Deux mois et 130 films c’est à la fois beaucoup, mais c’est surtout très peu face à une telle cathédrale qu’est la question du noir au cinéma. Il y a les films noirs en tant que genre, les films en noirs et blancs, les films tout en noir, les Noirs au cinéma, les vêtements noirs, les symboliques du noir… De quoi s’y perdre. Le cycle Noir Lumière est donc nécessairement, non pas incomplet, mais subjectif et défendu comme tel par la programmatrice Isabelle Vanini :
 
« Les choix pour Noir Lumière sont subjectifs, une programmation faite par moi ne ressemblera pas à une faite par d’autres collègues. On a un passé, pas mal de programmations derrière nous. Il faut essayer de ne pas se répéter, même si c’est quelque chose que le spectateur ne voit pas forcément. C’est un temps de travail pour essayer d’étonner le spectateur. »
 
Si la programmation est découpée en de nombreux sous-thèmes, l’ensemble s’organise en fait autour de deux possibilités : la présence physique du noir à l’écran (des vêtements noirs aux Noirs en passant par les expérimentations techniques sur le noir) ou sa présence symbolique (le diable, les bêtes effrayantes, la mort…). Avec évidemment des passages de l’un à l’autre, parfois au sein du même film.

Du vêtement à la peau.

Le vêtement occupe une place prépondérante dans la programmation. A la fois écrin gratifiant de l’acteur (« Il fait disparaître le corps, mais révèle le grain de la peau » disait l’historienne de la mode Catherine Ormen accompagnée de Chantal Thomass lors de la soirée d’ouverture) et symbole de la fonction, uniforme et costume dans le même mouvement. Est-ce le vêtement qui donne son allure au personnage ou le personnage qui vient infiltrer le costume de sa personnalité ? La relation entre le corps et son enveloppe est ambivalente. Le tempérament se transmet de façon réversible de l’un à l’autre. L’un vient parer, l’autre donne corps. L’un cache et révèle, l’autre définit l’apparence et affecte le premier… Ce qui est certain c’est que le costume est indissociable de celui, mais surtout celle qui l’a porté.
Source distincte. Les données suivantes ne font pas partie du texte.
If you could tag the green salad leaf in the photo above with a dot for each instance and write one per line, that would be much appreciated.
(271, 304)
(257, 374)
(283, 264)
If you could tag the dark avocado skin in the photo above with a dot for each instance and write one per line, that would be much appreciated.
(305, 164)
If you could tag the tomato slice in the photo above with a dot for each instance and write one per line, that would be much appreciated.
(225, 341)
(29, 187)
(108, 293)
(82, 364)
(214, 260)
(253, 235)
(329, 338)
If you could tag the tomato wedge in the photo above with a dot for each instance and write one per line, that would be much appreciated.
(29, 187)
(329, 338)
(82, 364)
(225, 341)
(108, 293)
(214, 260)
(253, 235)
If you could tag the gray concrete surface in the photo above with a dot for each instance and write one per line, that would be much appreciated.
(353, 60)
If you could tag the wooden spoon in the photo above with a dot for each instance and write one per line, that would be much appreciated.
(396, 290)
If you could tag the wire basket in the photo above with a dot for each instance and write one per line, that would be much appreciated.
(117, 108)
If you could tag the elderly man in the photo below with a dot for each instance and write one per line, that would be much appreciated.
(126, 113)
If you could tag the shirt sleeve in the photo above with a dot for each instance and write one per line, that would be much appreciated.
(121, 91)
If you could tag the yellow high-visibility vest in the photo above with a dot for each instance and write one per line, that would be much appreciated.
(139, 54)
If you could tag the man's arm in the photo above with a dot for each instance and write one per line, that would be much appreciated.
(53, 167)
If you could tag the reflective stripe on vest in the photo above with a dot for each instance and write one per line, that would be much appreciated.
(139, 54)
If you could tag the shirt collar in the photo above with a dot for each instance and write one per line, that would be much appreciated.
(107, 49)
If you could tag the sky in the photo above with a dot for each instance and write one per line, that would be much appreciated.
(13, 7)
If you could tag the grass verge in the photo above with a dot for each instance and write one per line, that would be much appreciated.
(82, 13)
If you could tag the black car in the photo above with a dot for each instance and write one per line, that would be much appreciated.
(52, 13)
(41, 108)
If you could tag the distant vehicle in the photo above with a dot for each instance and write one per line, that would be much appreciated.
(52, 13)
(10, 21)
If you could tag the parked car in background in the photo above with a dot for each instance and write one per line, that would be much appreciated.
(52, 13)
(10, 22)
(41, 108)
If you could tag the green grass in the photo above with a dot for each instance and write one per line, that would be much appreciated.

Souvent créé pour la star par le couturier, il passe parfois dans la mode et devient ainsi un modèle.
 
 
Les Dames du bois de Boulogne, R. Bresson (1945) & Grease, R. Kleiser (1978)
On a vu alors un défilé d’icônes en petites robes noires : l’attendue Audrey Hepburn en Givenchy dans Diamants sur canapé (Blake Edwards, 1961), la moins attendue Sylvie Vartan qui ne meurt pas en Saint Laurent chez Brisseau (L’Ange noir, 1994) ou Maria Casarès qui nous trouble toujours plus à chaque nouvelle vision des Dames du bois de Boulogne (Robert Bresson, 1945). Face aux tenues noires de ces dames, le costume des messieurs change un peu la donne. S’il se donne évidemment noir (comme le smoking de Fred Astaire dans une Grande Farandole en demi-teintes de H.C. Potter, 1933), il joue surtout entre réalité physique du vêtement et symbolique de la fonction autoritaire : des prêtres (La Messe est finie, Nanni Moretti, 1985) aux avocats (10e chambre, instants d’audience, Raymond Depardon, 2003), des loubards avec un grand écart entre le beau Brando de L’Equipée sauvage (Laszlo Benedek, 1953) et le Travolta gominé de Grease (Randal Kleiser, 1978) jusqu’aux pirates avec une rareté : Le Pirate noir (Albert Parker, 1926) mettant en scène Douglas Fairbanks, l’un des premiers sex-symbols du grand écran, dont on n’entendra jamais la voix, mais qui nous apparaît tout en couleur grâce au procédé du Technicolor bichrome, dont le film est le premier et unique exemple.
Plus courageuse est la programmation lorsqu’elle prend le risque de se faire polémique. Noir Lumière se clôt ainsi par le Festival France noire qui vient questionner la présence des Noirs en France et de leur représentation entre projections, table ronde (Fear of a black planet ?) et compétition (le jury a ainsi honoré A mon premier amour de Claude Bagoë-Diane et les courts-métrages La Femme invisible de Pascale Obolo et le gentiment publicitaire N’ayez pas peur du noir des Indivisibles, visible sur leur site).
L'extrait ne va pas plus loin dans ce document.